Major ethnic groups living in the oblast are Russians (92.1%), Ukrainian-Belarusian (1.4%), Volga-Ural-Siberian Tatars (1.7%) and Volga Germans (0.9%). Slavs, Finns and Volga Germans make up more than 94.4% of the population, while Tatars, Chuvash, Armenians and Khanty make up the remaining part. Additionally, 45,016 people were registered from administrative databases, and could not declare an ethnicity. It is estimated that the proportion of ethnicities in this group is the same as that of the declared group.

After the disastrous situation during the 1990s, the demography of Tomsk Oblast is starting to stabilize. During the first three months of 2009, there were 3,337 births (2.4% higher than that of 2008) and 3,339 deaths (6.7% less than that of 2008).

Vital statistics for 2024:
- Births: 7,586 (7.3 per 1,000)
- Deaths: 12,773 (12.3 per 1,000)

Total fertility rate (2024):

1.16 children per woman

Life expectancy (2021):

Total — 69.70 years (male — 65.03, female — 74.36)

===Religion===

According to a 2012 survey 33.3% of the population of Tomsk Oblast adheres to the Russian Orthodox Church, 4% are unaffiliated generic Christians, 2% is an Eastern Orthodox Christian believer without belonging to any church or is a member of other Eastern Orthodox churches, 1% adheres to the Slavic native faith (Rodnovery) or local indigenous Siberian folk religions, 1% adheres to Islam, 0.62% to Tibetan Buddhism, and 0.4% to the Catholic Church.
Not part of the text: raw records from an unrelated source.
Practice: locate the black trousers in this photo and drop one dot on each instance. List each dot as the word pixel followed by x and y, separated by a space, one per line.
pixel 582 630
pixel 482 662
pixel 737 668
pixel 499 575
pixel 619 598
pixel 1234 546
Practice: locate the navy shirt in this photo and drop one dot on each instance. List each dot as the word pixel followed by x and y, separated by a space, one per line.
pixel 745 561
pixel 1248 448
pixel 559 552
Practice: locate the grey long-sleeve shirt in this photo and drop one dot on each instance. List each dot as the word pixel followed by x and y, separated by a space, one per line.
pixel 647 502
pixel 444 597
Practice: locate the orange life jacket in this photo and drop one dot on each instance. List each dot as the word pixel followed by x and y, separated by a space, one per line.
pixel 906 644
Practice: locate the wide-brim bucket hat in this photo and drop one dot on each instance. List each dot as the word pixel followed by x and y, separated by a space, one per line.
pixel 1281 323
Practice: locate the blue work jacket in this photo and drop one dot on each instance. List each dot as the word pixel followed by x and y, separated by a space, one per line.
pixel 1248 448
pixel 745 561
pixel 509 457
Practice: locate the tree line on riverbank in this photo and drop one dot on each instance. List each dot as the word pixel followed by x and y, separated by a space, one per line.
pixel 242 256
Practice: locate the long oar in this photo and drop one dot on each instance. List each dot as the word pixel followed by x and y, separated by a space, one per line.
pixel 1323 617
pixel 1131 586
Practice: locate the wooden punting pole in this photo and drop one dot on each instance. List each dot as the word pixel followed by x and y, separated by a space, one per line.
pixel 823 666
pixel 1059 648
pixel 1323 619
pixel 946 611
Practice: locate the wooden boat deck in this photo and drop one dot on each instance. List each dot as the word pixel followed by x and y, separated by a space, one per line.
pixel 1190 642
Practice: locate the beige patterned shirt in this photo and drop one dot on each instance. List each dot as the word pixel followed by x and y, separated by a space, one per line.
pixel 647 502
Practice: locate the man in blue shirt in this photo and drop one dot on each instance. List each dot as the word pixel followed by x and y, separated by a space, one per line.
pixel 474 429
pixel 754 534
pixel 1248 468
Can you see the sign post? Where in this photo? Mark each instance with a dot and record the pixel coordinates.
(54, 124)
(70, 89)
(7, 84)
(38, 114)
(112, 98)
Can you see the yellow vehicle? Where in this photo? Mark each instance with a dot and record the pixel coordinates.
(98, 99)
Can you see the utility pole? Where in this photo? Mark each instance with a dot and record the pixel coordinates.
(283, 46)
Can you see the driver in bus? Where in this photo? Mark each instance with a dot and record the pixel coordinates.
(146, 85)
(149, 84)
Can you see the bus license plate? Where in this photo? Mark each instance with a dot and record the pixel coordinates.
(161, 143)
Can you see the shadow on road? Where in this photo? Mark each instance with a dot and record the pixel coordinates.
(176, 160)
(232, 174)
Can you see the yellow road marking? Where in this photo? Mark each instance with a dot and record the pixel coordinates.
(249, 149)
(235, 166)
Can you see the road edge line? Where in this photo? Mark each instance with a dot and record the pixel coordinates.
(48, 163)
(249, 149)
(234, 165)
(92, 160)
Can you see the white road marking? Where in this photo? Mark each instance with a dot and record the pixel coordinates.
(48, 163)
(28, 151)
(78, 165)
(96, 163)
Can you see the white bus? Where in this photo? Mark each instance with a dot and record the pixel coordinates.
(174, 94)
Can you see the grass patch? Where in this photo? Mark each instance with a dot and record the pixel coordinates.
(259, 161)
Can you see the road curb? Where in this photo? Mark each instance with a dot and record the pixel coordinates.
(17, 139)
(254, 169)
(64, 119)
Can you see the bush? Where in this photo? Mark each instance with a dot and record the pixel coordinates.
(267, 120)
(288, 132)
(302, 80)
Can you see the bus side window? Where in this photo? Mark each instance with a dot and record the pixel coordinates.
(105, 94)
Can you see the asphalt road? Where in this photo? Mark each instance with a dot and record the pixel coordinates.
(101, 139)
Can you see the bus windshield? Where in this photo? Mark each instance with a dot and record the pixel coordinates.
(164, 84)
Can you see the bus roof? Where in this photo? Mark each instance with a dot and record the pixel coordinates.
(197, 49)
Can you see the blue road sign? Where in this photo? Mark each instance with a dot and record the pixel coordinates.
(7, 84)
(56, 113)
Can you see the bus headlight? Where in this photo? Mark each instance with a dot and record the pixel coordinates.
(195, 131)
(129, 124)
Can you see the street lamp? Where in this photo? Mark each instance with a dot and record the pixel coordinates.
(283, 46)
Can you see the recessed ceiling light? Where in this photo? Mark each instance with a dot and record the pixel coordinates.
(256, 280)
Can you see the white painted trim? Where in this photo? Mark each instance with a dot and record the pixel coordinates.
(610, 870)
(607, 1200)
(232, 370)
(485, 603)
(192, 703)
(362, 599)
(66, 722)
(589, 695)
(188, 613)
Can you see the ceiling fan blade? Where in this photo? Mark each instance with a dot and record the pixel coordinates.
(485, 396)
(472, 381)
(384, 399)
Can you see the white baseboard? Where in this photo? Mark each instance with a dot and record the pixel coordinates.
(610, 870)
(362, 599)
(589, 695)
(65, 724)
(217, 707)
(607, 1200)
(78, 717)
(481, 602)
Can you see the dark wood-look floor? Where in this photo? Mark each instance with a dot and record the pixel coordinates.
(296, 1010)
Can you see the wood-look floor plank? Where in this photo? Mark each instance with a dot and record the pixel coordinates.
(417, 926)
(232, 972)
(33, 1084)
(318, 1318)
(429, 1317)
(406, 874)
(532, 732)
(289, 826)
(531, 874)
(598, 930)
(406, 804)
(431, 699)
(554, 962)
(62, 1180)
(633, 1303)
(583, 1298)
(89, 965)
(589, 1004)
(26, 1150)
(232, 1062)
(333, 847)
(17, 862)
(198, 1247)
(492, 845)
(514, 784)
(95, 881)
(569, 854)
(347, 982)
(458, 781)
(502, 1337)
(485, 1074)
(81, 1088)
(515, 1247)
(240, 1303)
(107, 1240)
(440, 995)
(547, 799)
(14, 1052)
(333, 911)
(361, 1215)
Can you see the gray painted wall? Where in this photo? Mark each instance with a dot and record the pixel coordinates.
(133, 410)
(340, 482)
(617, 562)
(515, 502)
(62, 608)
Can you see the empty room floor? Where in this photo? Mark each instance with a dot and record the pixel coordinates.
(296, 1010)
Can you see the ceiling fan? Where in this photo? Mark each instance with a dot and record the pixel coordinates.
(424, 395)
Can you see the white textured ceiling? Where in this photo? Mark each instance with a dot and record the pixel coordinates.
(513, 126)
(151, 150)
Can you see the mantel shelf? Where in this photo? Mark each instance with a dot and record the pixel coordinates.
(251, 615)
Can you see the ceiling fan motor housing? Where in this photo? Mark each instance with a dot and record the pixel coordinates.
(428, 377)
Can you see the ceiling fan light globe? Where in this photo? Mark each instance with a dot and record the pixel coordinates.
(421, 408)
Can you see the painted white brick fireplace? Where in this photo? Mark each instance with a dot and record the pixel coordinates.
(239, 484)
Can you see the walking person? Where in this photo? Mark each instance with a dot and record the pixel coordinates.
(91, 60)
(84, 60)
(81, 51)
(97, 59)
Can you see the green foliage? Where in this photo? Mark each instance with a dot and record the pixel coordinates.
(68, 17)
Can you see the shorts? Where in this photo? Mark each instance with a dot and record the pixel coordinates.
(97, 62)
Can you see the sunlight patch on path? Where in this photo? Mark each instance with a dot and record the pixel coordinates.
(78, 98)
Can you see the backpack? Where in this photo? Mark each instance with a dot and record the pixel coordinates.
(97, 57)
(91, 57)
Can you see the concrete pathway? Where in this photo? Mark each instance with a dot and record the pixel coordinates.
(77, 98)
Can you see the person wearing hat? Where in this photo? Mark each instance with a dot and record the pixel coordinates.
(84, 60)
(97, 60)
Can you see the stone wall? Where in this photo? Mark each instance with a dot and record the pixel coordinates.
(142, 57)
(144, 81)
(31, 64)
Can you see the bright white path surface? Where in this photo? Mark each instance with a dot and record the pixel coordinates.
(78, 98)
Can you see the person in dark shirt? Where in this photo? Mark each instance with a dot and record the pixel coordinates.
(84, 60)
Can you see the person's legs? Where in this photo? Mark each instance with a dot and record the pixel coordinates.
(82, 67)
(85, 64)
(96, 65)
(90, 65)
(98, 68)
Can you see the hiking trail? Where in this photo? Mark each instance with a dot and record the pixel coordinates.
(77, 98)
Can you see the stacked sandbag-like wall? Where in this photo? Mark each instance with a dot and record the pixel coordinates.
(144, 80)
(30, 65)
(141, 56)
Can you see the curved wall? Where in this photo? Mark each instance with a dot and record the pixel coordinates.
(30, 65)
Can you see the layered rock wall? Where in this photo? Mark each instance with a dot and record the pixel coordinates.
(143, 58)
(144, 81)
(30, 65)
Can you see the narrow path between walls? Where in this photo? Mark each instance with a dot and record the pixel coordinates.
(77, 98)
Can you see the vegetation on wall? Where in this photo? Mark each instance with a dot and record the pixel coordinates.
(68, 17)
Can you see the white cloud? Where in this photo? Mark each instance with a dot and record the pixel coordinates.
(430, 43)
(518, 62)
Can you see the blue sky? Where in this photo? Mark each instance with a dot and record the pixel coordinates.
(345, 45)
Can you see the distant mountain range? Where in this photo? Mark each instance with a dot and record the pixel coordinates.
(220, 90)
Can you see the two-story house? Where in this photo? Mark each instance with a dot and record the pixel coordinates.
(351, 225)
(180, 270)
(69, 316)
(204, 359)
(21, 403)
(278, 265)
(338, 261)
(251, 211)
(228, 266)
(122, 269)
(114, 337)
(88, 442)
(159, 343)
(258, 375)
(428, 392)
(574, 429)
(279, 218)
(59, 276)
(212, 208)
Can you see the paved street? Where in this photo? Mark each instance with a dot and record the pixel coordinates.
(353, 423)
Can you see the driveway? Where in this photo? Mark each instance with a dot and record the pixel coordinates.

In addition, 29% of the population declares to be "spiritual but not religious", 15% is atheist, and 13.68% follows other religions or did not give an answer to the question.

===Education===
The oblast is home to six state higher education institutions and 47 research institutes. The first university in Asian Russia, Tomsk State University, was founded in 1888. Twelve years later, the first technological institute in Asian Russia, Tomsk Polytechnic University, was founded. Two years after that, in 1902, the first normal university in Asian Russia, Tomsk State Pedagogical University, was founded. Since then city often dubbed the "Siberian Athens" for its unique spirit. Today, more than 100,000 people (or 20 per cent of population of the city) study in Tomsk universities and colleges. In terms of the number of students per 10,000 people Tomsk is ranked third after Moscow and Saint-Petersburg. Tomsk Region is also ranked first in Russia in terms of the number of people engaged in R&D per capita with 160 researchers per 10,000 citizens.